It takes one argument (Colors =) and creates a plot showing those colors. Don’t worry too much about how it is doing it for today. If you don’t like some aspect of what it does, see if you can change it. For now though, let’s see it in action. First, plot all of the colors in R:

# Show all colors
showpanel(colors())

That is a lot of colors. Even at this scale, you can hopefully see that they are grouped. That is because many of the names are of the form “color#” such as “red1”,“red2”,“red3” etc. We will see this in more detail in a moment.

Let’s try a slightly cleaner panel. As an example, this is what I get when I look at the colors I use most often in these tutorials (so far):

# Check out some common colors
showpanel( c("red3", "darkblue","green3","purple"))

That is a bit more managable. Try it yourself using at least 5 colors that you are interested in. Note that I had to use the c() function (concatenate) to give more than one color, and that each color is enclosed in quotes.

9.5 Using grep to search colors

So far so good. But, what if we really want to pick a nicer blue? Do any of you really want to scroll through the list of 657 colors and type out every single blue? Yeah, neither do I. Luckily, we can use grep() for that.

grep() is a function that has its roots way back in 1973 with early version of Unix[*] The name derives from the three separate commands that previously were need to accomplish the task in the program ed: ‘g/re/p’ for ‘globally search a regular expression and print’. . It is an incredible tool on all *nix computers, though Windows as a few related tools. In all of its incarnations grep searches for a pattern and returns information about things that match it. In R, this works by searching for partial matches and returning the index of hits. In action, it looks like this:

# Example grep
grep(pattern = "w",
x = c("a","b","w","wa","WWW") )
## [1] 3 4

Note that it is case sensitive (it didn’t match “W”), and that it tells us where the matches are. This can be really handy if we want to identify which values, of example if we are using this to index a variable (such as if we wanted to separate out Types of hotdogs that have the letter “e” from those that don’t).

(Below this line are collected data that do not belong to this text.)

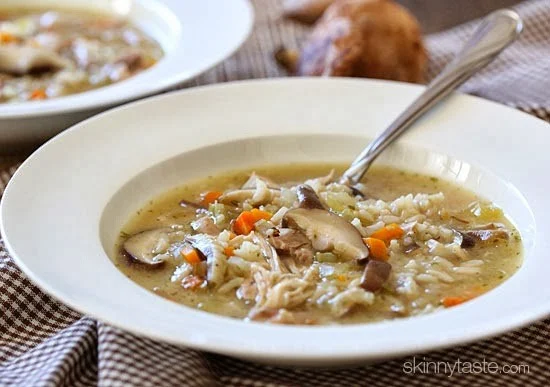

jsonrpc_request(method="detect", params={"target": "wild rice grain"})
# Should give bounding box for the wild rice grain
[461,259,484,267]
[452,266,482,275]
[432,256,455,270]
[415,274,438,283]
[426,269,455,283]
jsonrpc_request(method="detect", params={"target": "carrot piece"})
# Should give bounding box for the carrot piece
[249,208,272,221]
[201,191,223,206]
[234,211,256,235]
[370,223,404,243]
[233,209,272,235]
[442,286,486,307]
[363,237,388,261]
[224,246,234,257]
[0,32,16,44]
[181,246,202,264]
[336,274,347,282]
[441,295,475,307]
[30,89,47,100]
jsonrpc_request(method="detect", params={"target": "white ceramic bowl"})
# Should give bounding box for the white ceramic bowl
[2,79,550,367]
[0,0,253,147]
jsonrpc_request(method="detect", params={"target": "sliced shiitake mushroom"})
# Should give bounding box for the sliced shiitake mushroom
[283,184,369,261]
[0,45,70,75]
[283,208,369,261]
[296,184,325,210]
[360,260,392,292]
[454,225,509,248]
[123,228,180,265]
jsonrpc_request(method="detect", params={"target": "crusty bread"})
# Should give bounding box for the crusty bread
[283,0,427,83]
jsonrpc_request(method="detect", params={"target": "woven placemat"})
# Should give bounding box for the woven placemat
[1,1,549,385]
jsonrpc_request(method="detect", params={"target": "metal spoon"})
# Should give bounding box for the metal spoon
[340,9,523,186]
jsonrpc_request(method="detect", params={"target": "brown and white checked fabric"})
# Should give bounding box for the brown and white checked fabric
[426,0,550,121]
[1,0,550,386]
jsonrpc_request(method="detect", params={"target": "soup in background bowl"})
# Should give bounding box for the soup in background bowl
[0,7,163,103]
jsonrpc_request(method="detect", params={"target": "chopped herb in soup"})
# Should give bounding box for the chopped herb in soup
[114,164,522,325]
[0,8,163,102]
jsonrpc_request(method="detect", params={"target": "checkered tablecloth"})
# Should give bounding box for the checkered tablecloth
[1,1,549,385]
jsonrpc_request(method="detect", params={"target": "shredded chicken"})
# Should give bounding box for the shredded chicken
[220,186,280,206]
[268,228,314,265]
[191,216,220,236]
[241,172,281,190]
[249,264,318,315]
[252,232,288,272]
[329,287,375,317]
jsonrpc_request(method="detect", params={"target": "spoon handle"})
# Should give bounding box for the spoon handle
[341,9,523,185]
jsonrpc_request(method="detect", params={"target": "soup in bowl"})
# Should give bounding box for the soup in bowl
[114,162,522,325]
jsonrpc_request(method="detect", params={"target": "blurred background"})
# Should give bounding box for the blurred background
[397,0,521,32]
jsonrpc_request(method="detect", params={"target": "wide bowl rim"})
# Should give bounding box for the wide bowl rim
[2,78,550,364]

However, often, we want to acutally get the value itself back (and this is how grep works in other systems by default). For that, we can set the value = argument to TRUE:

# Return value
grep(pattern = "w",
x = c("a","b","w","wa","WWW"),
value = TRUE)
## [1] "w"  "wa"

Now, let’s return again to picking out a good blue. Tell grep() to match “blue” in the colors() to see all of the colors with blue in their names.

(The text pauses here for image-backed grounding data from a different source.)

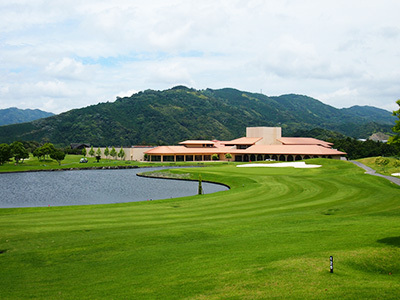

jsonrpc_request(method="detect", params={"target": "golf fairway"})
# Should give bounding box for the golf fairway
[0,159,399,299]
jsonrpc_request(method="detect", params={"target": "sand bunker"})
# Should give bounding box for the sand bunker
[237,162,322,169]
[391,173,400,177]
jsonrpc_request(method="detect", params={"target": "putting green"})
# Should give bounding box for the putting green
[0,159,399,299]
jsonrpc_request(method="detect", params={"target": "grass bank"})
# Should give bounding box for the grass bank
[357,156,400,176]
[0,159,399,299]
[0,154,229,173]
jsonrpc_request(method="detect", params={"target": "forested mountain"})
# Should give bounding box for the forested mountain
[0,86,395,146]
[0,107,54,126]
[340,105,396,124]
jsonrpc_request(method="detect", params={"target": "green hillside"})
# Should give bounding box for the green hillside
[0,107,54,126]
[341,105,396,125]
[0,86,395,146]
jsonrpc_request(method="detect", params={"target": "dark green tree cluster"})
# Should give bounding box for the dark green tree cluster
[0,143,12,165]
[33,143,56,160]
[332,100,400,159]
[33,142,66,165]
[330,138,400,160]
[0,141,29,164]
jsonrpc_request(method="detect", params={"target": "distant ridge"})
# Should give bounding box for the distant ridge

# Use grep for color picking
grep("blue", colors(), value = TRUE)
##  [1] "aliceblue"       "blue"            "blue1"
##  [4] "blue2"           "blue3"           "blue4"
## [13] "cornflowerblue"  "darkblue"        "darkslateblue"
## [16] "deepskyblue"     "deepskyblue1"    "deepskyblue2"
## [19] "deepskyblue3"    "deepskyblue4"    "dodgerblue"
## [22] "dodgerblue1"     "dodgerblue2"     "dodgerblue3"
## [25] "dodgerblue4"     "lightblue"       "lightblue1"
## [28] "lightblue2"      "lightblue3"      "lightblue4"
## [31] "lightskyblue"    "lightskyblue1"   "lightskyblue2"
## [34] "lightskyblue3"   "lightskyblue4"   "lightslateblue"
## [37] "lightsteelblue"  "lightsteelblue1" "lightsteelblue2"
## [40] "lightsteelblue3" "lightsteelblue4" "mediumblue"
## [43] "mediumslateblue" "midnightblue"    "navyblue"
## [46] "powderblue"      "royalblue"       "royalblue1"
## [49] "royalblue2"      "royalblue3"      "royalblue4"
## [52] "skyblue"         "skyblue1"        "skyblue2"
## [55] "skyblue3"        "skyblue4"        "slateblue"
## [58] "slateblue1"      "slateblue2"      "slateblue3"
## [61] "slateblue4"      "steelblue"       "steelblue1"
## [64] "steelblue2"      "steelblue3"      "steelblue4"

That is a lot of blues. Let’s take a look at them. Note that we can just use the output of grep() directly in showpanel()

# Plot blues
showpanel( grep("blue", colors(), value = TRUE))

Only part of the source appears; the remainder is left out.